Mid-Life Crisis
istilah ini dipopulerkan oleh Elliot Jacques pada tahun 1965 dalam International Journal of Psychoanalysis. bila diterjemahkan ke dalam bahasa kita, menjadi krisis paruh baya. tapi, masyarakat kita lebih familiar menyebutnya 'puber kedua'
istilah ini awalnya digunakan untuk menandakan keadaan seseorang ketika mengalami perubahan signifikan dalam fisiknya. Berbeda dengan puber pertama (masa remaja) yang mengalami penambahan kapasitas fisik, usia paruh baya merupakan usia di mana terjadinya penurunan kapasitas fisik. Perubahan yang signifikan ini kemudian menimbulkan gejolak psikologis, sehingga dinamai krisis paruh baya.

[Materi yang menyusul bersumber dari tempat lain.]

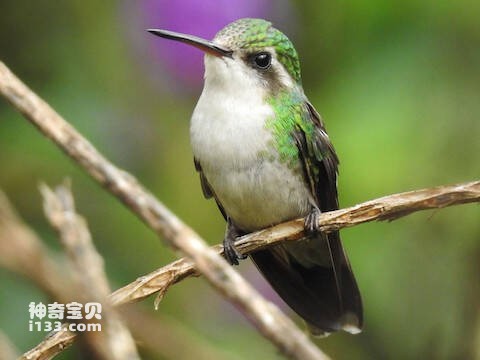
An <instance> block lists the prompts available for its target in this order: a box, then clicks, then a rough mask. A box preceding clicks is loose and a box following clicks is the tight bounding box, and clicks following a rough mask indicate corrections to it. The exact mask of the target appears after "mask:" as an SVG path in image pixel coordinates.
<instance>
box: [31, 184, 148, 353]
mask: <svg viewBox="0 0 480 360" xmlns="http://www.w3.org/2000/svg"><path fill="white" fill-rule="evenodd" d="M40 191H41V193H42V196H43V199H44V202H43V206H44V211H45V214H46V216H47V218H48V220H49V221H50V223H51V225H52V226H53V227H54V228H55V229H56V230H57V231H58V233H59V235H60V240H61V241H62V244H63V246H64V248H65V250H66V252H67V254H68V256H69V259H70V260H71V263H72V265H73V268H74V269H75V274H76V275H77V278H78V279H79V280H80V281H79V282H78V287H79V289H80V291H79V292H78V293H80V294H82V295H83V299H84V300H86V301H87V300H88V301H89V302H91V301H95V302H99V303H101V304H103V311H102V331H101V332H86V333H85V337H86V339H87V341H88V344H89V345H90V346H91V348H92V349H93V350H94V351H95V352H96V353H97V354H98V355H99V356H100V357H101V358H102V359H112V360H113V359H118V360H121V359H131V360H134V359H140V357H139V356H138V353H137V349H136V346H135V342H134V340H133V338H132V335H131V334H130V331H129V330H128V328H127V327H126V326H125V325H124V324H123V322H122V321H121V319H120V317H119V315H118V314H117V312H116V311H114V309H112V308H111V307H110V304H108V303H107V302H106V301H105V300H107V296H108V294H109V293H110V292H111V291H110V286H109V285H108V280H107V276H106V274H105V270H104V266H103V258H102V257H101V255H100V254H99V253H98V252H97V250H96V249H95V246H94V245H93V242H92V237H91V235H90V231H89V230H88V227H87V222H86V221H85V219H83V218H82V217H81V216H80V215H78V214H77V212H76V211H75V204H74V199H73V195H72V193H71V190H70V183H69V182H66V184H64V185H60V186H58V187H57V188H56V189H55V192H54V191H52V190H51V189H50V188H49V187H48V186H46V185H44V184H42V185H41V186H40Z"/></svg>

fakta ilmiah mengenai midlife crisis ini memang masih banyak menuai perdebatan. hasil studi yang dipublikasikan Washington Post pada tahun 1999, menunjukkan bahwa hanya 25% dari subjek penelitian yang mengalami puber kedua. terlepas dari perbedaan sudut pandang yang terjadi pada kalangan scientist (silakan lihat di sini), gejala midlife crisis memang ada dan terjadi secara nyata pada beberapa orang, walaupun sangat tergantung oleh beragam faktor predisposisi bagi individu yang mengalaminya.
'Gejala' Midlife Crisis
Menurut Dr. Phil McGraw, ahli psikologi klinis APA, Midlife crisis ditandai dengan beberapa gejala, di antaranya:
- mencari impian atau tujuan yang belum tercapai
- penyesalan pada tujuan yang tidak tercapai
- hasrat untuk menjadi muda kembali (di dunia barat, kecenderungan untuk operasi plastik lebih tinggi pada saat usia paruh baya, baik pada wanita, dan bahkan pria!)
- ingin menghabiskan waktu sendiri, atau dengan peer.
- rasa khawatir (khawatir akan kematian, sakit, tidak menarik lagi, tidak berguna lagi, dsb.)
- kecenderungan membeli barang yang mahal dan tidak biasa
- meningkatnya perhatian pada penampilan (menutupi kebotakan, mencat rambut beruban, atau menggunakan pakaian yang lebih terlihat muda, dsb.)
- menjalin relationship baru, terutama dengan yang lebih muda (passionate dan intimate relationship)
Al-Quran dan Midlife Crisis
Perlu dicermati, saya bukanlah ahli tafsir. Sebab, terkadang al-Quran memuat statement yang gamblang dan eksplisit, dan tidak memerlukan penafsiran lebih jauh. sehingga apa yang saya lakukan ini sebatas penelaahan terhadap statement yang 'tersurat', bukan penafsiran pada pesan 'tersirat'.
saya menemukan sebuah tulisan menarik yang mengaitkan antara midlife crisis dengan al-Quran. Saya cukup menambahkan sedikit saja pemahaman saya terhadap ayat tersebut untuk menanggapi fenomena midlife crisis.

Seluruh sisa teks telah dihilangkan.